Because of the instrument itself or because of the music that was written for it?
Above all, because of the repertoire, as I was interested in this particular stylistic and historical period. I knew that in many countries the hammerklavier was studied as the main discipline and, as I have said, there were few opportunities at home at the time. And I was afforded such an opportunity right at the beginning of my studies in Paris. During a concert of the harpsichordist Zdeňka Ošťádalová at the Czech Centre, I met the hammerklavier player Patrick Cohen, who had been invited to the performance. And that was that. Afterwards, over the half a year I took lessons from Professor Indjic, I was concurrently training on the hammerklavier. I was certain that I wanted to continue to devote to the instrument.

I have read in your CV that you studied for your doctoral degree within a “cotutelle” programme. Could you explain what that is?
It is a very interesting system of doctoral study, entailing joint supervision according to an agreement between universities in two countries. In my case, they were the Sorbonne and Paris Conservatoire, and the Academy of Music and Performing Arts in Brno. I received a scholarship from the French government, on the basis of which I studied half a year in one, half a year in the other country over three years.

What was the subject of your doctoral thesis?
Jan Václav Hugo Voříšek’s music, which represents a sort of transition between Classicism and the period that followed. I deliberately avoid the term “Romanticism”, for it is not precise. Voříšek’s music is very Romantic as regards its content, yet is Classicist when it comes to the idiom.

Your hammerklavier is a rather precious instrument. Do you take it with you to concerts?
Yes, most of the time. I own an instrument of five and a half octaves, it is practical, relatively easy to transport, and it corresponds to the turn of the 18th and 19th centuries. Yet at the present time, suitable instruments are often available at more distant places, so I don’t have to travel to, for instance, Poland and Slovakia, with my hammerklavier. Yet I play a different instrument on the Supraphon album.

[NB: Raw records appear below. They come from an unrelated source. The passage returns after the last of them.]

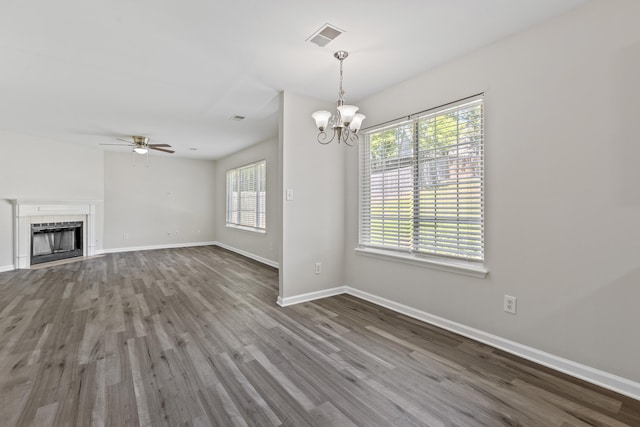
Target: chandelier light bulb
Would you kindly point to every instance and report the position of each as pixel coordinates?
(357, 122)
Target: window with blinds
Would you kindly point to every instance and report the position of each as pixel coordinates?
(422, 184)
(247, 195)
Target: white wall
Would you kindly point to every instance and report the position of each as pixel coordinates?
(313, 223)
(150, 198)
(562, 189)
(262, 246)
(36, 168)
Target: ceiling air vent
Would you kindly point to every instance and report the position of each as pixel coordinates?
(324, 35)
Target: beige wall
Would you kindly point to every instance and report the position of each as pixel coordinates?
(562, 189)
(262, 246)
(313, 223)
(159, 201)
(41, 169)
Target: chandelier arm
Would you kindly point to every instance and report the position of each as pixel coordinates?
(322, 138)
(352, 139)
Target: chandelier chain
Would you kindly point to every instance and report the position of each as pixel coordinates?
(341, 91)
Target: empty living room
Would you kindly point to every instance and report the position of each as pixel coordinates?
(417, 213)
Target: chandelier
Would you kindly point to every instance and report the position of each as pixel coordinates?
(345, 122)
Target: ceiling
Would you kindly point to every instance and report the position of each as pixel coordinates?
(88, 71)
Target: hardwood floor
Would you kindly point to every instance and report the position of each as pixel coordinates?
(193, 337)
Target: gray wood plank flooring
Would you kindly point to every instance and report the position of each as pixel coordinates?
(193, 337)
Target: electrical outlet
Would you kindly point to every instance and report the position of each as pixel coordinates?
(510, 304)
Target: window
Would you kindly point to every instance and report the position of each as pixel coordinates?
(246, 196)
(422, 184)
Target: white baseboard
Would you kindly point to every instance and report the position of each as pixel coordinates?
(283, 302)
(9, 267)
(248, 255)
(595, 376)
(152, 247)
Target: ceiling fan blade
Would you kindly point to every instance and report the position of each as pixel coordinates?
(161, 149)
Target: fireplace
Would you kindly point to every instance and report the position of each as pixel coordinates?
(48, 230)
(55, 241)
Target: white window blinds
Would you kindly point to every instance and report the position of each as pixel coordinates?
(422, 184)
(246, 196)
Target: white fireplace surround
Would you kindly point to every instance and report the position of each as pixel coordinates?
(29, 212)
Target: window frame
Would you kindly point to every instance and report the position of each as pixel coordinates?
(467, 266)
(260, 203)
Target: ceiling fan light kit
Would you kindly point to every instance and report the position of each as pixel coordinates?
(141, 145)
(346, 122)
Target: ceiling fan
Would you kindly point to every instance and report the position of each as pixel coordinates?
(141, 145)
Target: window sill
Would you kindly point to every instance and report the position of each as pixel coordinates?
(245, 228)
(452, 266)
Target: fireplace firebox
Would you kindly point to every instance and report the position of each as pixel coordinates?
(55, 241)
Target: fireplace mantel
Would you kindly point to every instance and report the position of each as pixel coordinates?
(29, 212)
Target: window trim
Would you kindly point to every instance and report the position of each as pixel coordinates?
(473, 268)
(228, 208)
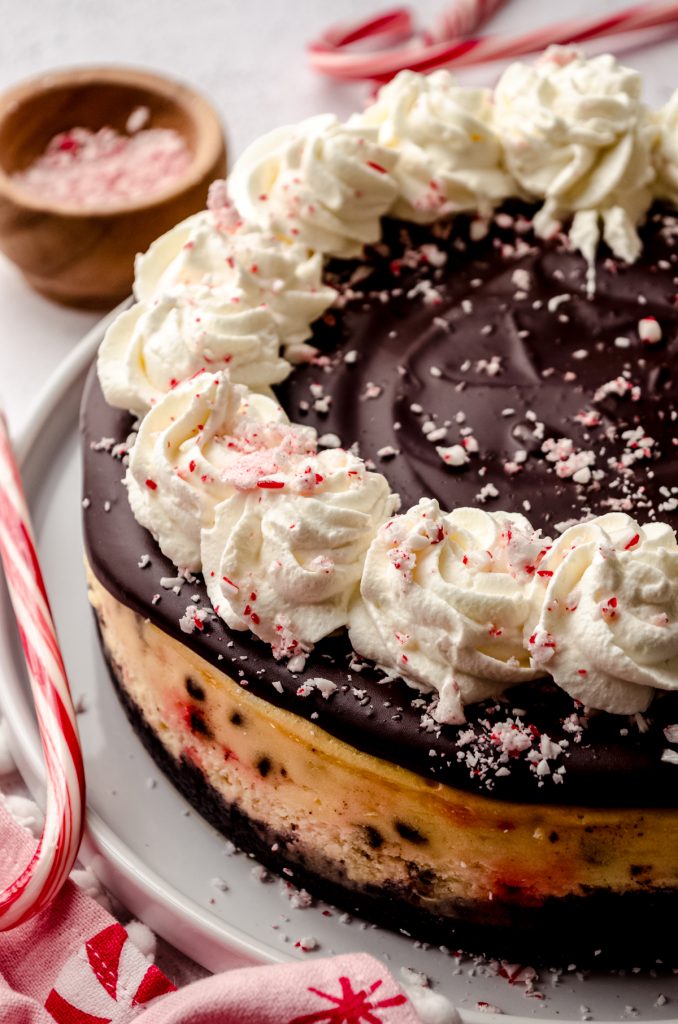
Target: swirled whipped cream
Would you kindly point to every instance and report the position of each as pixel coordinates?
(667, 151)
(153, 346)
(577, 134)
(204, 441)
(214, 260)
(285, 562)
(607, 626)
(446, 599)
(320, 181)
(449, 155)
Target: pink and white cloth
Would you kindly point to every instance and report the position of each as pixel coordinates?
(75, 964)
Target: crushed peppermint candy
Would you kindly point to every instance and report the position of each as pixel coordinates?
(103, 168)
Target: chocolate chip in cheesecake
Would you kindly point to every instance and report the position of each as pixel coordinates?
(374, 837)
(198, 723)
(410, 834)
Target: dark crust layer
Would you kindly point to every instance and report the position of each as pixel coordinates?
(599, 930)
(615, 763)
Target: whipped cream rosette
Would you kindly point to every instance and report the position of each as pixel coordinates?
(208, 251)
(449, 155)
(320, 181)
(286, 559)
(153, 346)
(202, 442)
(577, 134)
(607, 631)
(445, 600)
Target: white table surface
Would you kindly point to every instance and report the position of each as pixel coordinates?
(247, 55)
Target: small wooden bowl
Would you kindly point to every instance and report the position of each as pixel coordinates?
(85, 257)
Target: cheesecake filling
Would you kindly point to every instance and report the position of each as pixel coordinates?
(363, 821)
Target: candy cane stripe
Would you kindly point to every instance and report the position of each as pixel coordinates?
(57, 847)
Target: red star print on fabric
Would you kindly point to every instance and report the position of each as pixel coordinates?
(350, 1007)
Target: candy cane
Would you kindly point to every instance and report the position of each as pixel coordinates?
(326, 55)
(56, 851)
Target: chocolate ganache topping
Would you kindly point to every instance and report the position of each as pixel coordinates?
(478, 372)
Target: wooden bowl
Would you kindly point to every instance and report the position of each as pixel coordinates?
(85, 257)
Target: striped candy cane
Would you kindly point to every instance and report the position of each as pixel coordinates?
(326, 53)
(56, 851)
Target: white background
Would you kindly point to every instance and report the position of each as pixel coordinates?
(249, 57)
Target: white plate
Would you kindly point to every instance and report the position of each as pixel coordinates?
(158, 855)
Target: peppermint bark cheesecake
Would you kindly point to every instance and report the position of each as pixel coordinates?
(390, 587)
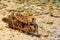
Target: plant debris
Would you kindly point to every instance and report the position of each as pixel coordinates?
(22, 23)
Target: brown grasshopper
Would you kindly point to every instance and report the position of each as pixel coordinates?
(23, 23)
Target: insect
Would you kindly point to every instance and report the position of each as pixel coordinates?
(23, 23)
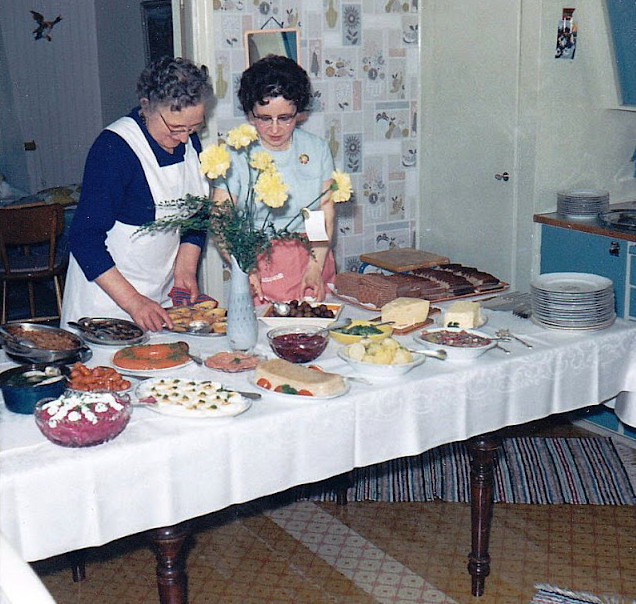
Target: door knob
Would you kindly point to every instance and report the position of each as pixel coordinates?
(615, 248)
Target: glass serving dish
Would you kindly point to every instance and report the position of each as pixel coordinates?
(82, 419)
(299, 344)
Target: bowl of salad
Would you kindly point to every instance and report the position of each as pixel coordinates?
(459, 344)
(357, 330)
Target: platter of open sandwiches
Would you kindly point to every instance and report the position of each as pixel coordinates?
(200, 319)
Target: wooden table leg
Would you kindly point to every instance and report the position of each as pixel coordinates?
(78, 565)
(171, 576)
(482, 454)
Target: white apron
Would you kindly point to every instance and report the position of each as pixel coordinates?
(146, 260)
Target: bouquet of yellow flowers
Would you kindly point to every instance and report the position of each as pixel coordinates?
(232, 225)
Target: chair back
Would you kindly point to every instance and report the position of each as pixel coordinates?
(30, 225)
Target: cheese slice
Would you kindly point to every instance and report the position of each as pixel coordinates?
(279, 372)
(463, 314)
(405, 312)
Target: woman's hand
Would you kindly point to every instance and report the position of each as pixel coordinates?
(312, 279)
(149, 315)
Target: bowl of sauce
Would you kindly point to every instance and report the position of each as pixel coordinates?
(298, 344)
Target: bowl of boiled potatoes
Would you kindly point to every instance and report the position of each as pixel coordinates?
(384, 359)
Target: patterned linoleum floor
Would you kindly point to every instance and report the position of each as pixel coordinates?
(370, 553)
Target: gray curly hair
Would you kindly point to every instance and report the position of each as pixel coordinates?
(175, 82)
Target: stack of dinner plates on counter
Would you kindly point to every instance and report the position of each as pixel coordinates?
(582, 203)
(572, 301)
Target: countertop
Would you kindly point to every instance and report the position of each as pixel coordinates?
(587, 225)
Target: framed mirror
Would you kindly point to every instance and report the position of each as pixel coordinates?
(262, 42)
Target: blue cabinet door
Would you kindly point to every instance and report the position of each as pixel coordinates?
(565, 250)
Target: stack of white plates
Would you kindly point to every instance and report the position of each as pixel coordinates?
(572, 301)
(582, 203)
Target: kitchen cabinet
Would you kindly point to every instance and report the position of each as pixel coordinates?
(569, 245)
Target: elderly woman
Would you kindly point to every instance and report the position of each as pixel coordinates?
(139, 161)
(275, 93)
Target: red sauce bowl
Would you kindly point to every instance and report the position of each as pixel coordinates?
(298, 344)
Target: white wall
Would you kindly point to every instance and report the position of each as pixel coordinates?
(581, 140)
(56, 87)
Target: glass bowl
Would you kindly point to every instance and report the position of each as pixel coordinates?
(298, 344)
(82, 419)
(459, 344)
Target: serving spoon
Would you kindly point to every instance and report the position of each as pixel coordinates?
(435, 354)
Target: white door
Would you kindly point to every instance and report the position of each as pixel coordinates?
(469, 101)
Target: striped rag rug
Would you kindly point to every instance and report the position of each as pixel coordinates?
(548, 594)
(529, 470)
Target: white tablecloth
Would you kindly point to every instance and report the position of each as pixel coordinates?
(162, 470)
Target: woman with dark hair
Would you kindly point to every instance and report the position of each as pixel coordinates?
(139, 161)
(275, 93)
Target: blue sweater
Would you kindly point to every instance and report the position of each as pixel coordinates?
(114, 188)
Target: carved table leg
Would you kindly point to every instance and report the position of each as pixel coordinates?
(482, 454)
(343, 482)
(78, 565)
(171, 576)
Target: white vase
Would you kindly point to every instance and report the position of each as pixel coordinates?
(242, 325)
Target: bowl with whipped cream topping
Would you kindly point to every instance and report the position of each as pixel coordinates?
(82, 419)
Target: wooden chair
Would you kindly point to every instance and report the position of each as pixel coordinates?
(21, 228)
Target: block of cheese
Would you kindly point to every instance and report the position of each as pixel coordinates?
(463, 314)
(405, 312)
(279, 372)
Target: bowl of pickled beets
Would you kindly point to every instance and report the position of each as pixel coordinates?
(298, 344)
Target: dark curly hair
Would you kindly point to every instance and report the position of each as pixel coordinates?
(271, 77)
(175, 82)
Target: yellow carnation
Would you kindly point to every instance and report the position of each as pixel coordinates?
(270, 189)
(341, 186)
(215, 161)
(241, 136)
(261, 160)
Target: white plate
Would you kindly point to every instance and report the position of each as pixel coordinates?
(300, 397)
(571, 283)
(574, 328)
(376, 371)
(456, 353)
(175, 410)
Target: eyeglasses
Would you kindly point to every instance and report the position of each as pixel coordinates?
(181, 130)
(282, 120)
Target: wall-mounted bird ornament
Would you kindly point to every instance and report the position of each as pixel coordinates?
(43, 30)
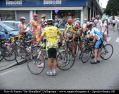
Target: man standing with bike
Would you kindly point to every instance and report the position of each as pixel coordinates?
(98, 41)
(51, 32)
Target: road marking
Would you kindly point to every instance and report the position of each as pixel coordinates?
(117, 40)
(4, 73)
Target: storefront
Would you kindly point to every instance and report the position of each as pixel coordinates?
(13, 9)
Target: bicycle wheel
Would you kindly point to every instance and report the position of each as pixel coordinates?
(9, 54)
(65, 60)
(34, 65)
(1, 56)
(21, 54)
(85, 56)
(106, 52)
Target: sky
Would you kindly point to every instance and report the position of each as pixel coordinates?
(103, 3)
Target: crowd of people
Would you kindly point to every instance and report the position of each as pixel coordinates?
(95, 30)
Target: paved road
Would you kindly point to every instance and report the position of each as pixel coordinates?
(104, 75)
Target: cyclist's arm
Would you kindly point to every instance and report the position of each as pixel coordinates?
(59, 33)
(41, 37)
(21, 29)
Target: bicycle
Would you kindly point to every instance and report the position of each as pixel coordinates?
(63, 60)
(6, 52)
(87, 52)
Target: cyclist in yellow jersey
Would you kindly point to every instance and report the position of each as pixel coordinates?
(69, 35)
(51, 32)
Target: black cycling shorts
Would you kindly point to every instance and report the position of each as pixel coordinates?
(52, 52)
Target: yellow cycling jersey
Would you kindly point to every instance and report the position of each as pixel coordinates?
(51, 33)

You are also interested in the effect music has on the prenatal development of babies…
I was inspired by my own experience of motherhood. I performed at several thematic concerts held by the Czech Philharmonic, and later on I went on to give concerts for mothers-to-be through the A Centrum in Prague. Some time ago, the Czech Philharmonic pursued a successful cycle for pregnant women, which proved to be very popular. The programme was guided and presented by the pianist Markéta Vejvodová, who maintains the view that music has a positive effect on the development of the foetus. I myself have experienced it that the baby in the womb is indeed highly sensitive to sounds and noises.

Your CD with Tomášek’s sonatas has been released within Supraphon’s pra­iseworthy and acclaimed Music from Eighteenth-Century Prague series, which over the years has brought to light a number of discoveries. Tomášek’s keyboard pieces are certain to rank among them.
Yes, it is a truly exquisite edition, and I hope it will also fill the temporal gap at the end of the 18th century. The majority of the titles have so far been dedicated to the first half of the 18th century. When it comes to Tomášek, his music may be deemed a watershed, since he wrote his sonatas in the first years of the 19th century, with the bulk of them having been composed in its first half. One of the supporting ideas of my project was the fact that, in terms of their musical idiom, seven of Tomášek’s sonatas rather pertain to the 18th century. I am happy that my album has been included in the Supraphon series. With regard to the edition, I can see plenty of other Classicist chamber works and music for the solo piano.